Bzr development stopped

Tue Nov 27 19:54:10 UTC 2012

On Wed, Nov 28, 2012 at 7:01 AM, Chris Hecker <checker at d6.com> wrote:
>
>> He implied that this strategy could be implemented in a way that is
>> transparent to the user
>
> But isn't this exactly analogous to the old svn argument that
> copy+delete would work for rename and be transparent to the user?
> Except, in practice, this stuff is subtle and it's really hard to get
> all the edge cases, and I broke it constantly.  I haven't used svn in a
> while, so maybe they've finally spackled over all the trouble spots, but
> renames were a disaster for the many years I used it.

Indeed! There is a general thing here where you can try to capture
semantic information, or not - and arguments on both sides. For
instance, when lines within a file move, one can:
 - treat it as delete+add
 - additionally when doing an imperfect application apply a heuristic
to guess whether its a move or a delete+add
 - or capture extra data saying it moved at the time.

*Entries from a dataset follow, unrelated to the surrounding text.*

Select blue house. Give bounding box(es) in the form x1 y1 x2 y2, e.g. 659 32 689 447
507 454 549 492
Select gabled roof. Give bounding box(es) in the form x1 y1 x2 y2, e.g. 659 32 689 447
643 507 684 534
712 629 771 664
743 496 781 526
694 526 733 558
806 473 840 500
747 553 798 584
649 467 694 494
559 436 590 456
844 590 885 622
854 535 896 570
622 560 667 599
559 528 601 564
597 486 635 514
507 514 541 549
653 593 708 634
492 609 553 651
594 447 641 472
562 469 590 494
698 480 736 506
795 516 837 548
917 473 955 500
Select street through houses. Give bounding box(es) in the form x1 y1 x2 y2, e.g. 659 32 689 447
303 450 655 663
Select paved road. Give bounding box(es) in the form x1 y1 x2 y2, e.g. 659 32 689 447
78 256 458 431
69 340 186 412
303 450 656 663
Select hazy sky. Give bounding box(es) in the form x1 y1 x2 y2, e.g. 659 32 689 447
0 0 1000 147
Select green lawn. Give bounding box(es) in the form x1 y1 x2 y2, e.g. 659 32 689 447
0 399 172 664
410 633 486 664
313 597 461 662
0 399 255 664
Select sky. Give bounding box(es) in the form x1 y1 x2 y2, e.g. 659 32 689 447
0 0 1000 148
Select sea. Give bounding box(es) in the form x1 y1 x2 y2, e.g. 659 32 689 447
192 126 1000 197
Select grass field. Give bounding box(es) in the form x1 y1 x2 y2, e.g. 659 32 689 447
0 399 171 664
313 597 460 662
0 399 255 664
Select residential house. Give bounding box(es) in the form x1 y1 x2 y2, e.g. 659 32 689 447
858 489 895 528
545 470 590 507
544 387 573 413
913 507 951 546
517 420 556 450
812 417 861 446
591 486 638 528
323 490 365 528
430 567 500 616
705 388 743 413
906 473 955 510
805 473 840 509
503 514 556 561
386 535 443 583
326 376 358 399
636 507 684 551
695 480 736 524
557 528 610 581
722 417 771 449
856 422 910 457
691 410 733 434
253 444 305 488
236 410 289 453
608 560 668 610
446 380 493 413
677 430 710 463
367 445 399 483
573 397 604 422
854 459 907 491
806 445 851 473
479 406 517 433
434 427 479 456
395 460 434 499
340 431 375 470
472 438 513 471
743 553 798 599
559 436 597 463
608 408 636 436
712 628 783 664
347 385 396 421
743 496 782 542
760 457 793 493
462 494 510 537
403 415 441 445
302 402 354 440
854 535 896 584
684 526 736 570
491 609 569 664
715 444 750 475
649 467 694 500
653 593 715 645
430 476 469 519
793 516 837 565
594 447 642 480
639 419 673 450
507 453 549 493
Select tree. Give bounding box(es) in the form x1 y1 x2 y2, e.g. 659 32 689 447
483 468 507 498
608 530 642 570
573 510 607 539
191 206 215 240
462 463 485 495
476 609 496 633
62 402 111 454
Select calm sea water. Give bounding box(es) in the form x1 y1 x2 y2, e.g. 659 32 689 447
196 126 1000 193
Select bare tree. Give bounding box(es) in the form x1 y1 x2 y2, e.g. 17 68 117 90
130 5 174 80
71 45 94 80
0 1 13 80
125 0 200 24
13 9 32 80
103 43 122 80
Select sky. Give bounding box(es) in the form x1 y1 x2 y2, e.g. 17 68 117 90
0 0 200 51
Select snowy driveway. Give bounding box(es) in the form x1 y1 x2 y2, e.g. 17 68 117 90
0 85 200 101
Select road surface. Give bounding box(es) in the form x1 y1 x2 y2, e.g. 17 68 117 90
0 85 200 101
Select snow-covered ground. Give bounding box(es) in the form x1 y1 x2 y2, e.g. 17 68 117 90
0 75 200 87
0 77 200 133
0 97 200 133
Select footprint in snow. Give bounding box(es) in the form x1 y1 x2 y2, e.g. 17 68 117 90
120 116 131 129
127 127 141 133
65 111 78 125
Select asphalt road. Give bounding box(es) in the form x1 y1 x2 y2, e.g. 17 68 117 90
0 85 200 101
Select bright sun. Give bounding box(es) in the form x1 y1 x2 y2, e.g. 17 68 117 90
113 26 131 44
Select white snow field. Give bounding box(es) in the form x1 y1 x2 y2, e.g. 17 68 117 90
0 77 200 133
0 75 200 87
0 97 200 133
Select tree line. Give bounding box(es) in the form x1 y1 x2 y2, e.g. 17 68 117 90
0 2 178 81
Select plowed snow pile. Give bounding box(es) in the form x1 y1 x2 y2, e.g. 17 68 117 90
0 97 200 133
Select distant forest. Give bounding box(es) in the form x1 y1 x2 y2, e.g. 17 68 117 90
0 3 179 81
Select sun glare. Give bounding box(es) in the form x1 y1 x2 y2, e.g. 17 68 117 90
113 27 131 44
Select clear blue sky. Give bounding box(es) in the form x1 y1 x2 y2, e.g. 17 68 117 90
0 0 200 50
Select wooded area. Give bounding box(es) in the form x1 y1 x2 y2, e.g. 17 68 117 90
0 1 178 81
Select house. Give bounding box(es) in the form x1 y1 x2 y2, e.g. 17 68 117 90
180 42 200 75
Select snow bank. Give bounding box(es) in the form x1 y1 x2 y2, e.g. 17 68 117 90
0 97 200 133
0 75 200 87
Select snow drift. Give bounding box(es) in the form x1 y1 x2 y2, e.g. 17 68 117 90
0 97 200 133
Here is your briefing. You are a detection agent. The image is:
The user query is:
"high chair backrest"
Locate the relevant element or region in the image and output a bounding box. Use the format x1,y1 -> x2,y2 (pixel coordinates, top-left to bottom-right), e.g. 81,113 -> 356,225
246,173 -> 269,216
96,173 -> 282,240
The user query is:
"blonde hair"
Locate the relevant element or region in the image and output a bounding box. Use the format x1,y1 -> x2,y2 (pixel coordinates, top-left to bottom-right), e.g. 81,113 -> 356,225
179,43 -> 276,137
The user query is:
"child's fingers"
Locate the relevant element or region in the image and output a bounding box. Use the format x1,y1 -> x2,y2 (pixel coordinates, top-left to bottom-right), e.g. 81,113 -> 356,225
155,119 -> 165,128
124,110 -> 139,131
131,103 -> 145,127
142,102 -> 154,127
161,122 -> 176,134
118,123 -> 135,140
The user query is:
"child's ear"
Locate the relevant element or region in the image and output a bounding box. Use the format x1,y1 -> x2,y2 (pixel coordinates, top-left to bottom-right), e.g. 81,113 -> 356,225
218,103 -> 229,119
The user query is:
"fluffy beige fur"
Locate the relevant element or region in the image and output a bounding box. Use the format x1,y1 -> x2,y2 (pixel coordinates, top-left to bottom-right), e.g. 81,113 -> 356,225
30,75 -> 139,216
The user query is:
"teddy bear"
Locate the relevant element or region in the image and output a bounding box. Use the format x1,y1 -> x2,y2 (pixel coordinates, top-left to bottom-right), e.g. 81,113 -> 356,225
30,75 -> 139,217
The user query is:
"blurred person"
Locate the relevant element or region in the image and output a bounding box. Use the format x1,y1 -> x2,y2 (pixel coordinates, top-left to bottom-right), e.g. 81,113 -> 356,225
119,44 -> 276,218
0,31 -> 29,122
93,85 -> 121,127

arch applied this 'capture extra data' approach to files and
directories using a fairly large hammer - an inode like concept
'fileid'. But for in-file changes it uses the simple 'delete+add'
approach, with a little bit of contextual data stored to permit fuzzy
patches.

bzr copied the fileid approach, but we didn't - and I now think we
should have - review its overheads and failure modes. The places where
fileid's fail are:
 - parallel imports [files with the same name and content appear
different and are hard to merge]
 - file copies [patches merged into a tree where the file has been
split in two won't follow the split]
 - file joins [the inverse of copies]

I think capturing extra data has worked very well on balance, but
we've paid for it - we store ~40bytes more per changed file per
commit, and we have odd and hard to explain behaviours due to them. It
would be nice, i think, to explore two options:
 - capture the extra data in an alongaside data structure, rather than
a core part of the model. Consult it when it may be applicable but
work gracefully when its not there. I think this would make 'oops I
moved without telling bzr' much easier to recover from - even several
commits later, while still preserving 'renames handle arbitrary
directory rearrangements'.
 - generalise fileids into a structure that can handle joins and
copies - and use that to handle parallel imports.

These two things are complementary I think.

> bzr's rename support is so refreshingly solid, I never worry about
> renaming files, changing them to get everything working, renaming a
> directory after I renamed and/or changed some files, renaming them again
> when I change my mind in the middle of a fix, it all Just Works, which
> is what you want from a sccs feature.

Thanks, thats lovely to hear - I mean, we know, but its also nice when
folk tell us :)

-Rob
-- 
Robert Collins <rbtcollins at hp.com>
Distinguished Technologist
HP Cloud Services